St. Gregory of Nyssa (335-395AD), whose memory we celebrate today – January 10th – was one of the great spiritual and mystical writers of the early Church. He was the younger brother of St. Basil the Great.
Born in Cappadocia (modern Turkey), he played a leading role at the Second Ecumenical Council that gathered in Constantinople in 381AD, which proclaimed the Holy Spirit as fully God and completed the writing of the Creed that we still confess in Church at every Liturgy as our personal statement of faith.
One of the books he’s best known for writing is “The Life of Moses” in which he uses the story of Moses’ life – his birth in Egypt, the crossing of the Red Sea, his wanderings in the desert and ascent of Mt. Sinai to encounter God and receive the 10 Commandments – as an image of the soul’s journey towards God in Christ through the Holy Spirit.
Gregory was also one of the first Christian voices to say clearly and unequivocally that slavery as an institution was inherently sinful and wrong.

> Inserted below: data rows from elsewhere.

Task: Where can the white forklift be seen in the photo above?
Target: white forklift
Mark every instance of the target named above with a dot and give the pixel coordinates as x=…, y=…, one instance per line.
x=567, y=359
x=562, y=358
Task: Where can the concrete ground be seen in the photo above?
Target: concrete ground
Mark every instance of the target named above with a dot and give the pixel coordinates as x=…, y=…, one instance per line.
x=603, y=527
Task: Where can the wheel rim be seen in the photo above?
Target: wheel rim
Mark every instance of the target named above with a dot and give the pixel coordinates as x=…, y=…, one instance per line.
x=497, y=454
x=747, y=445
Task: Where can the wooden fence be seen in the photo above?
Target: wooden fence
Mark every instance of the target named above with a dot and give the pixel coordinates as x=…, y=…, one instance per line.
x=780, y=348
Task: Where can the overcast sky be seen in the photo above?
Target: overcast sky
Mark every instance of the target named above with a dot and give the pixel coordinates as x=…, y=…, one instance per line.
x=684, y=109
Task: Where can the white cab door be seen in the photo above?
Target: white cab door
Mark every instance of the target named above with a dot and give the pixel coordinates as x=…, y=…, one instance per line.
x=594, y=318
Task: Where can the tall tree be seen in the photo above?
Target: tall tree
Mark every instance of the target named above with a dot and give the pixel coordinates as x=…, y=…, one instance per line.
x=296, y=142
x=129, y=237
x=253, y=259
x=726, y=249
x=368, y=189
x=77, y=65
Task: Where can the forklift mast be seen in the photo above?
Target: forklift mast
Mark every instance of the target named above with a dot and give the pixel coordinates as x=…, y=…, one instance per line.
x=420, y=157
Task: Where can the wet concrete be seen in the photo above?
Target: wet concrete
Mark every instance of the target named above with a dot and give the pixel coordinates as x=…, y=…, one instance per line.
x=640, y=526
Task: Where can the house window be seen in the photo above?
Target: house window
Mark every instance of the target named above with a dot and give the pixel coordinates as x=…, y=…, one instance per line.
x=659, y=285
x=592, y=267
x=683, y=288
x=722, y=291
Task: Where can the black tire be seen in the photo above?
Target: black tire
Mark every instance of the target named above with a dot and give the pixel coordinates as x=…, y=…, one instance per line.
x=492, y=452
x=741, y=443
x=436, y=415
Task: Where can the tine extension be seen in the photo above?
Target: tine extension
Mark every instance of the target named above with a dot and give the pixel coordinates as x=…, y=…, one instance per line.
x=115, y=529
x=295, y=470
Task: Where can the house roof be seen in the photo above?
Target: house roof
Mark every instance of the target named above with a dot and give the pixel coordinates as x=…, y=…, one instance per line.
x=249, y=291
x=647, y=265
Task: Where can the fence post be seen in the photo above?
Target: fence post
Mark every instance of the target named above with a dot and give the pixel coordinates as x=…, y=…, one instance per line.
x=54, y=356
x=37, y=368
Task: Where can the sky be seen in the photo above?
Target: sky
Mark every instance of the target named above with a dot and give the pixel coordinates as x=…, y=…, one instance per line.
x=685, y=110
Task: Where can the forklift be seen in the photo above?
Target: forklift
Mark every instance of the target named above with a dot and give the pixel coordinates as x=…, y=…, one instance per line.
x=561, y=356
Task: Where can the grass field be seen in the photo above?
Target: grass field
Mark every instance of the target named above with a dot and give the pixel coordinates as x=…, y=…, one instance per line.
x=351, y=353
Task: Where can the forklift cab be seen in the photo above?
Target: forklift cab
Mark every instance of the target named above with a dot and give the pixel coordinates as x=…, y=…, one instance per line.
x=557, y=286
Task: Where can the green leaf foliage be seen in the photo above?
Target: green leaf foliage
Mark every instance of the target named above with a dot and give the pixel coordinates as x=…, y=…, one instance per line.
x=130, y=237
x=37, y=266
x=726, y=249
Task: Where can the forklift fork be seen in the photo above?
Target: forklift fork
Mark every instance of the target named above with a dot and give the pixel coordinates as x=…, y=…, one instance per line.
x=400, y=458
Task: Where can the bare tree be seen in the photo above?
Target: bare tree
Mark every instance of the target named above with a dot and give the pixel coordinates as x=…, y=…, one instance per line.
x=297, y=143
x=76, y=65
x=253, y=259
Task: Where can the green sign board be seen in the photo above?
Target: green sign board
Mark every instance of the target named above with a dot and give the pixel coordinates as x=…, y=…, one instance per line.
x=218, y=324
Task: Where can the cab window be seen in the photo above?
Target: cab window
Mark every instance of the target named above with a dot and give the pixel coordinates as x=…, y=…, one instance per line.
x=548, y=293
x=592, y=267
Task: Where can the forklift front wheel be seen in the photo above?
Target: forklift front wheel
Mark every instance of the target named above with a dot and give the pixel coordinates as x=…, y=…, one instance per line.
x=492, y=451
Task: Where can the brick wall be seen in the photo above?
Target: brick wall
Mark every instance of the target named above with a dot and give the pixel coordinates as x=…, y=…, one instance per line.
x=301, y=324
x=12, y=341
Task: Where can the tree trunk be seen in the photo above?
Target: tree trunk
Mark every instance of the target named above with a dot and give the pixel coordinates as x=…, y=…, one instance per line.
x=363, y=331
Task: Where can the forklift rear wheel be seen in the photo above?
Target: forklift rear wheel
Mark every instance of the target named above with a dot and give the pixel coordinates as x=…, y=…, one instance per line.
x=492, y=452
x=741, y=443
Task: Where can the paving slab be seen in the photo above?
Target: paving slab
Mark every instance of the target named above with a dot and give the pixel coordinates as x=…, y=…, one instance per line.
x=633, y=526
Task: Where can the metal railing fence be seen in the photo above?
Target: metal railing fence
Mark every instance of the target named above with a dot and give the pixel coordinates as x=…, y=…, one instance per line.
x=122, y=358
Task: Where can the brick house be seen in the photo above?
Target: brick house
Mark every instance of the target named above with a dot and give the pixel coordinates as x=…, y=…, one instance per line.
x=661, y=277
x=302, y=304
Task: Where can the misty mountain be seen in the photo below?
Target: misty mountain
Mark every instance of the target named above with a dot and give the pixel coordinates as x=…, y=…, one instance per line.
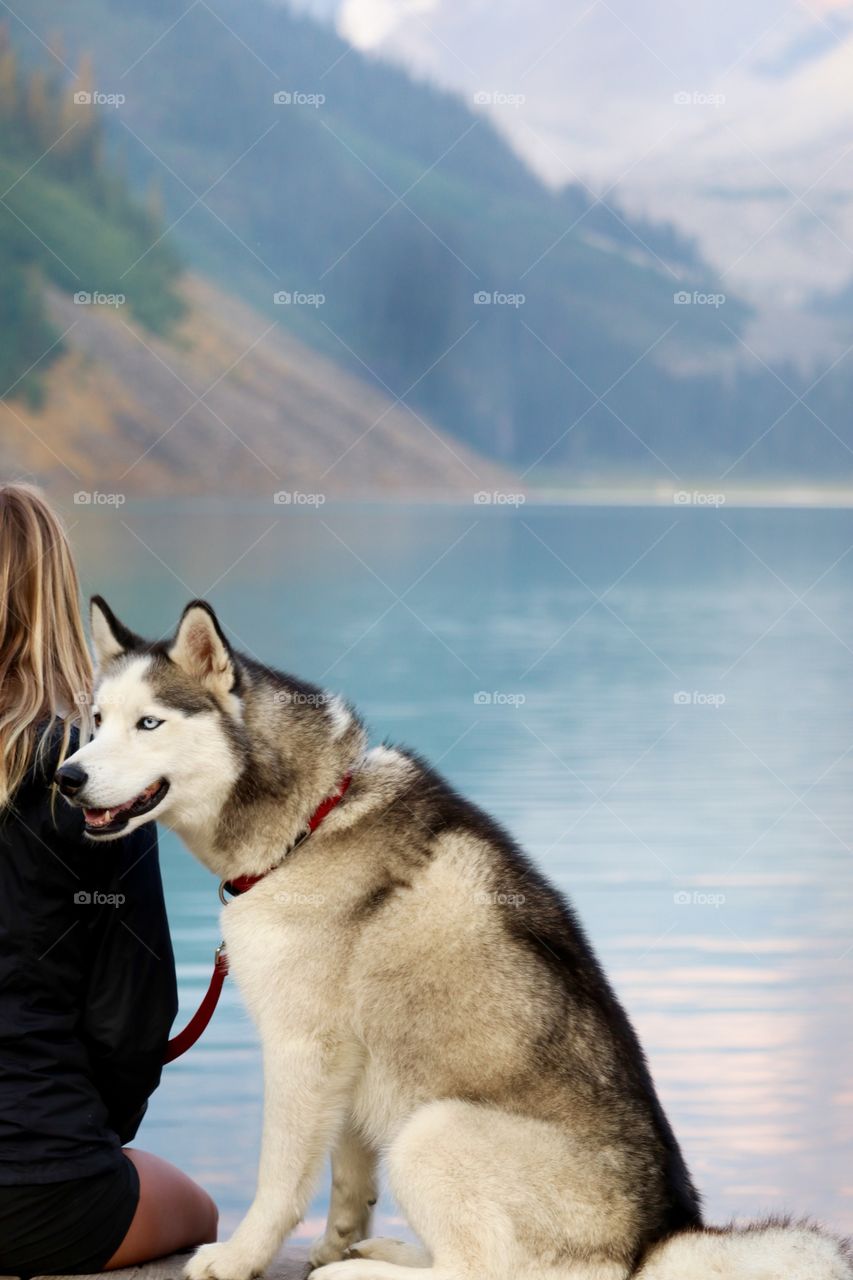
x=407, y=240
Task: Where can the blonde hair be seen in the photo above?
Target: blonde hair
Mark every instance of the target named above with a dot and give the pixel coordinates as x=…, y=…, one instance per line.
x=45, y=668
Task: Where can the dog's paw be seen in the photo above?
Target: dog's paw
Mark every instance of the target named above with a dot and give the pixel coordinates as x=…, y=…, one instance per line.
x=222, y=1262
x=383, y=1249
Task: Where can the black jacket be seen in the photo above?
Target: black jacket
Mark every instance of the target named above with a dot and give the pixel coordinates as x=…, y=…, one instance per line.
x=87, y=987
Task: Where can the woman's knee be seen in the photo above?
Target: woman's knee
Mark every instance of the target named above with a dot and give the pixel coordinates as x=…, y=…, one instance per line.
x=173, y=1212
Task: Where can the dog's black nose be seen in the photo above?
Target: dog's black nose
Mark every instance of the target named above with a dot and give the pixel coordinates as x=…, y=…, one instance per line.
x=71, y=778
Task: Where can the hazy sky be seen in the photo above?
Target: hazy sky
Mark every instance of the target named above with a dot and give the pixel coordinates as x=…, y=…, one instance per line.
x=733, y=119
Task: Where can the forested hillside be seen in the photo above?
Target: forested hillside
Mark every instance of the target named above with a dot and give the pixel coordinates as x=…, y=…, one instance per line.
x=67, y=216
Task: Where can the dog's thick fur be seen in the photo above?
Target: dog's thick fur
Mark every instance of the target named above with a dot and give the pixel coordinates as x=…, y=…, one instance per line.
x=420, y=991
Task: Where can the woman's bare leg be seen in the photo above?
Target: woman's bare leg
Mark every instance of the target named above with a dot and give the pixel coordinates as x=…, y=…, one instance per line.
x=173, y=1214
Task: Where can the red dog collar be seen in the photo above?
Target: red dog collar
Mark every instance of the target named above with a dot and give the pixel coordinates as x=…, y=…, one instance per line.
x=200, y=1020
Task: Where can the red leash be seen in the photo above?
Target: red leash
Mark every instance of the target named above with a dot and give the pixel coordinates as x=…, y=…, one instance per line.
x=200, y=1020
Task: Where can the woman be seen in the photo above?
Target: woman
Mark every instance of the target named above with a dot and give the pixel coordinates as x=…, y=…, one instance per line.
x=87, y=986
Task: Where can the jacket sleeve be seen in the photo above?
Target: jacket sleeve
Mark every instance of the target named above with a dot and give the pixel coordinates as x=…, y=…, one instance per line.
x=132, y=999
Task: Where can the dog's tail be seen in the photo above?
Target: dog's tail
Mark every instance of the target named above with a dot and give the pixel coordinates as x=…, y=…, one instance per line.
x=778, y=1248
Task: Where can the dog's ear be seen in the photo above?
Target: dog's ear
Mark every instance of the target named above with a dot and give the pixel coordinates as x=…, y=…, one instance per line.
x=110, y=638
x=201, y=649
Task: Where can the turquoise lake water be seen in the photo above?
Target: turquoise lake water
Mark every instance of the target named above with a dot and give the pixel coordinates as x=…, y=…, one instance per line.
x=664, y=721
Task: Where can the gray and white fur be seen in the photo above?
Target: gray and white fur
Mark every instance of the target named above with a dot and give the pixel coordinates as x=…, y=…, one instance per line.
x=422, y=993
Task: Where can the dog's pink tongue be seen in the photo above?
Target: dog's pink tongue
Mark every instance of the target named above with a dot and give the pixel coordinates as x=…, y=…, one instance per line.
x=97, y=817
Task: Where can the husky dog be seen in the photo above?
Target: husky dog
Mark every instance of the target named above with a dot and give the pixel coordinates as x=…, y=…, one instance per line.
x=420, y=991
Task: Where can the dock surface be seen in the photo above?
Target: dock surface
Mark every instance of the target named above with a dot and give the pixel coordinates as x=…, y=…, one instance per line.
x=290, y=1265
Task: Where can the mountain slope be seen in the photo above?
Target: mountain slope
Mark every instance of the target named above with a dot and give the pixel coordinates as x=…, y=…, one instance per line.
x=226, y=405
x=400, y=206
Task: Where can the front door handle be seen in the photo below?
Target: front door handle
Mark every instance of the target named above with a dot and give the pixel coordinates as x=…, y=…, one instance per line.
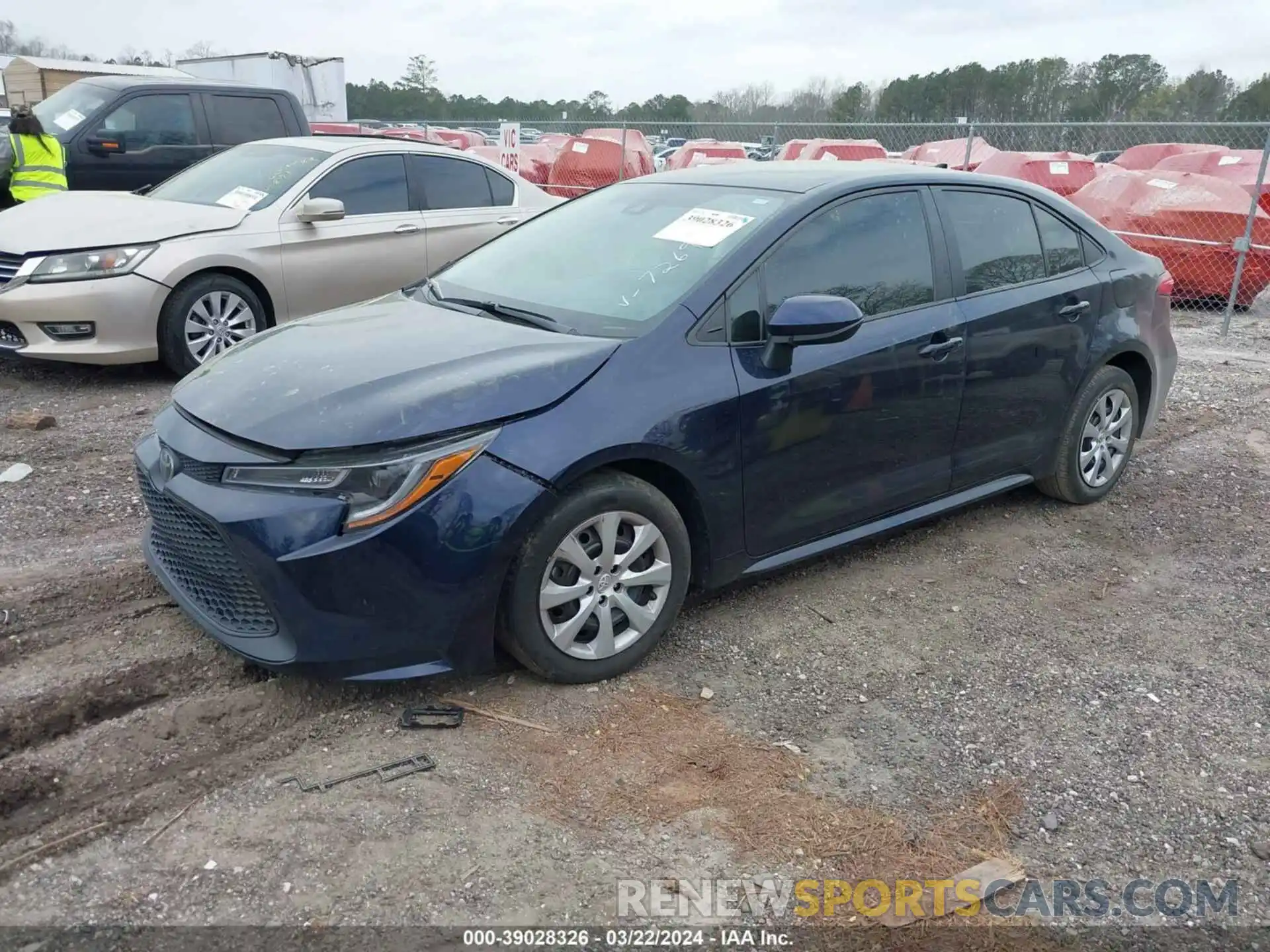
x=941, y=348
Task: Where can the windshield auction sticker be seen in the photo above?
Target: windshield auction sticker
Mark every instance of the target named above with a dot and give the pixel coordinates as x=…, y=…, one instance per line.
x=241, y=197
x=704, y=227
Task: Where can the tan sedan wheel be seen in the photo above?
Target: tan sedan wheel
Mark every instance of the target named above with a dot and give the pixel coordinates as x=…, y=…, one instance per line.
x=205, y=317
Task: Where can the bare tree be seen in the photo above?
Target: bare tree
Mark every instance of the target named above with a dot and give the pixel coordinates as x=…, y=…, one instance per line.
x=202, y=50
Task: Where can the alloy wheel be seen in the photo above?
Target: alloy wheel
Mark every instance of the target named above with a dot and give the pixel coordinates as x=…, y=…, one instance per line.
x=1105, y=441
x=216, y=321
x=605, y=586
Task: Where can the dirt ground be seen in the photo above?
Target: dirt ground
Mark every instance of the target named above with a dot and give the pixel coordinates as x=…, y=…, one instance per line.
x=1081, y=688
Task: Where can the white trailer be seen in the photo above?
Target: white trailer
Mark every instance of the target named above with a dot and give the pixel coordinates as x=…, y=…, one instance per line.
x=318, y=83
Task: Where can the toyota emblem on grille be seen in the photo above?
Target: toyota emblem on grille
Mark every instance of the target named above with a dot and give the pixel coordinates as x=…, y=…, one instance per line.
x=168, y=465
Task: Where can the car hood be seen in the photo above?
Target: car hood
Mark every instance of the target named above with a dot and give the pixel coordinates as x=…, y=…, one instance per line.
x=79, y=220
x=384, y=371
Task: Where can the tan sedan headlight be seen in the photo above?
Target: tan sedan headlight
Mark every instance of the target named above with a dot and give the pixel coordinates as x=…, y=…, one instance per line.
x=98, y=263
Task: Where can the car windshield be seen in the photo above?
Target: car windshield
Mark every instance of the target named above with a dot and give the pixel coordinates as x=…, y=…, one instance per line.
x=249, y=177
x=614, y=263
x=70, y=106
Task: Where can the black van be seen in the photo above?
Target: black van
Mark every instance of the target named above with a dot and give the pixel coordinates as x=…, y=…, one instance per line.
x=122, y=134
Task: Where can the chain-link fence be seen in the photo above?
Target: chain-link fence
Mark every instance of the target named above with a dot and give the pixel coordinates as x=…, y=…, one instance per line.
x=1194, y=194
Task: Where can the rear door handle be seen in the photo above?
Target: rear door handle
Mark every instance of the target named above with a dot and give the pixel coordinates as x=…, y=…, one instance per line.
x=941, y=348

He believed that the institution of slavery in the ancient world violated human dignity, as all human beings are created in the image and likeness of God and are therefore of inestimable worth. He believed, on the basis of the Book of Genesis in the Bible, that freedom is an essential characteristic of human nature.
Human fulfillment, Gregory believed, consists of a life lived in the Light of Christ, becoming luminous, and offering that Light to everyone.
The fun thing about being Catholic is the diversity of liturgical calendars. We live in full communion in the Catholic Church thinking of the 5 liturgical families. This feast day gives us this perspective.